Terça-feira, 20 de Junho de 2006
E se o dólar desvalorizar?


Samuel Brittan



Se a desvalorização do dólar é inevitável, é do interesse de todos que o ‘crash’ aconteça quanto antes. E porquê? Porque evitaria retaliações.

Segundo o Banco Internacional de Pagamentos, os preços das acções têm vindo a descer e os preços das matérias-primas estão cada vez mais voláteis. E isto não se deve aos receios em torno da subida da inflação ou dos preços das taxas de juro, deve-se sim ao nervosismo que hoje grassa entre os detentores de activos de risco, em especial os directamente ligados a acções e obrigações dos mercados emergentes. O Banco Central Europeu (BCE) volta a apontar, no seu Relatório de Estabilidade Financeira de Junho, ”os desequilíbrios financeiros globais” como principal fonte de risco e vulnerabilidade – uma observação que traz implícita a queda do dólar.

Quando me sugeriram que analisasse as implicações globais de uma forte depreciação do dólar, ocorreu-me que há uma grande diferença entre as consequências de tal cenário e a previsão da sua ocorrência. Em vez de consultarmos a bola de cristal, talvez seja melhor ponderar sobre os riscos inerentes e as políticas a adoptar para debelar a situação.

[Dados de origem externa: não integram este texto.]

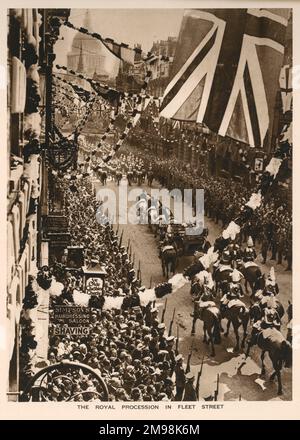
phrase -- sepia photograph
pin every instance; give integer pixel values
(149, 208)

Tomemos uma depreciação do dólar na ordem dos 20% durante várias semanas. Inicialmente, esta queda afectaria particularmente o euro, no entanto, uma desvalorização tão drástica do valor externo do dólar deveria, antes de mais, levar os governos asiáticos a pôr termo à acumulação de activos e a proceder à sua alienação.

Mas mais importante são as circunstâncias em que este ‘crash’ pode ocorrer. Pessoalmente, tenho mantido um certo cepticismo face ao discurso sobre os desequilíbrios internacionais e respectivas panaceias. E explico porquê. Porque uma desaceleração no mercado imobiliário dos EUA resultaria num forte revés para o poder de compra dos consumidores norte-americanos, que resultaria, por sua vez, numa acentuada depreciação do dólar. Neste contexto, a Reserva Federal norte-americana teria, forçosamente, de alterar a actual política, aumentando gradualmente as taxas de juro de curto prazo. Em suma, tanto as perspectivas económicas imediatas como o comportamento dos diferenciais das taxas de juro internacionais seriam pessimistas para o dólar. O mercado obrigacionista entraria em queda e as taxas de juro reais e nominais de longo prazo tenderiam a subir, abrindo caminho a uma nova recessão.

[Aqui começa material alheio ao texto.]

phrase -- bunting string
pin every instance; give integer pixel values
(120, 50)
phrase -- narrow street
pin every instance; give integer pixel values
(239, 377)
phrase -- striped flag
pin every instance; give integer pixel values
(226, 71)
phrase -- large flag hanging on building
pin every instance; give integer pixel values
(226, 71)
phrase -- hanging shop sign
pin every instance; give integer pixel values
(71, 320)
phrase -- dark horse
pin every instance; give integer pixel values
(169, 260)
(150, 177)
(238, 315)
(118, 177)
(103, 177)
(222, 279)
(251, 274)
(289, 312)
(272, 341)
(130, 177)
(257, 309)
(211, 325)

Os resultados da economia norte-americana não têm, necessariamente, de ser adversos. A prova é que nem a debilidade da economia nacional – no fundo, o verdadeiro cerne do problema – a impede de manter um crescimento médio anual de 3% a 4%. A gravidade da situação dependeria, acima de tudo, dos desenvolvimentos no resto do mundo. Os optimistas esperam que este cenário sirva de estímulo à procura na zona euro e nos países asiáticos, enquanto os pessimistas receiam que os líderes europeus – como Jacques Chirac – possam retaliar reforçando as barreiras proteccionistas, desvalorizando a competitividade ou introduzindo taxas danosas nos movimentos internacionais de capital.

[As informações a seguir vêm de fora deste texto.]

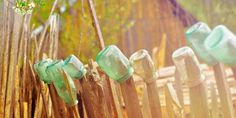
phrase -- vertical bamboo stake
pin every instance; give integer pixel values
(215, 113)
(173, 106)
(13, 62)
(7, 20)
(131, 99)
(201, 37)
(145, 104)
(144, 67)
(179, 87)
(188, 65)
(224, 93)
(111, 86)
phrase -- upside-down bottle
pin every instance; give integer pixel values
(143, 64)
(63, 83)
(113, 62)
(221, 44)
(197, 35)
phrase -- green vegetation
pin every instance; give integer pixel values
(213, 12)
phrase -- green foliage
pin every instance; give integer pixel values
(213, 12)
(26, 7)
(77, 35)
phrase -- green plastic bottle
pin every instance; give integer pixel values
(40, 68)
(196, 36)
(221, 44)
(143, 64)
(74, 67)
(113, 62)
(63, 83)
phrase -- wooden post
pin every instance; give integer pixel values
(131, 99)
(154, 99)
(215, 112)
(173, 106)
(93, 94)
(198, 94)
(144, 67)
(224, 93)
(111, 90)
(188, 66)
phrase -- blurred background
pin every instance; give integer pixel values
(156, 25)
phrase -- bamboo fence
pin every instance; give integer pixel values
(24, 95)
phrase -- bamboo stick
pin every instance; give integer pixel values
(224, 93)
(144, 67)
(131, 99)
(188, 65)
(179, 87)
(93, 96)
(17, 113)
(111, 94)
(215, 113)
(7, 30)
(145, 104)
(173, 106)
(13, 62)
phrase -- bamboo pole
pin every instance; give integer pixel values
(12, 64)
(173, 106)
(144, 67)
(93, 94)
(224, 93)
(188, 65)
(145, 104)
(131, 99)
(179, 87)
(201, 37)
(6, 34)
(111, 90)
(215, 112)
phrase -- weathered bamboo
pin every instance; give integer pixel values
(188, 65)
(145, 104)
(173, 106)
(131, 99)
(215, 112)
(111, 94)
(144, 67)
(12, 64)
(203, 40)
(6, 35)
(93, 95)
(179, 87)
(224, 93)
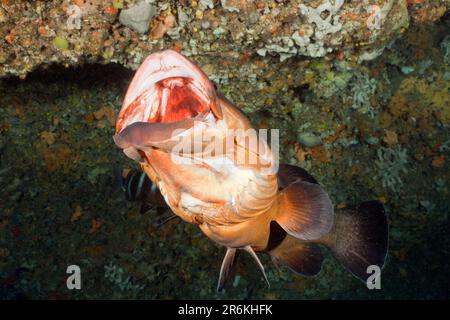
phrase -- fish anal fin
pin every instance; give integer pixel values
(305, 211)
(302, 257)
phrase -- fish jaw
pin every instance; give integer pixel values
(167, 88)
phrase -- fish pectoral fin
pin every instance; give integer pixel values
(225, 269)
(305, 211)
(304, 258)
(258, 262)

Segundo previsões do Fundo Monetário Internacional e da OCDE, este cenário terá provavelmente lugar durante um período de crescimento económico no resto do mundo. A verificar-se, não haveria consequências de maior caso a Europa e a Ásia falhassem a implementação de medidas de estímulo à procura interna. Melhor, uma ligeira inflexão nos EUA poderia, até, revelar-se bastante benéfica.

Se a desvalorização do dólar é inevitável, é do interesse de todos que o ‘crash’ aconteça o quanto antes. E porquê? Porque evitaria retaliações e leituras perversas dos governos europeus e asiáticos, dada a actual vaga de crescimento. Todavia, isto não basta para satisfazer o apetite dos mais pessimistas. Vamos supor que o preço do petróleo dispara para os 100 dólares ou mais por barril. Nesse caso, os bancos centrais teriam de controlar a procura independentemente do aumento da capacidade industrial e dos escassos indícios de pleno emprego. E os EUA seriam, obviamente, os mais afectados, na medida em que as suas importações energéticas são mais elevadas por cada dólar face ao PIB do que noutros países industrializados.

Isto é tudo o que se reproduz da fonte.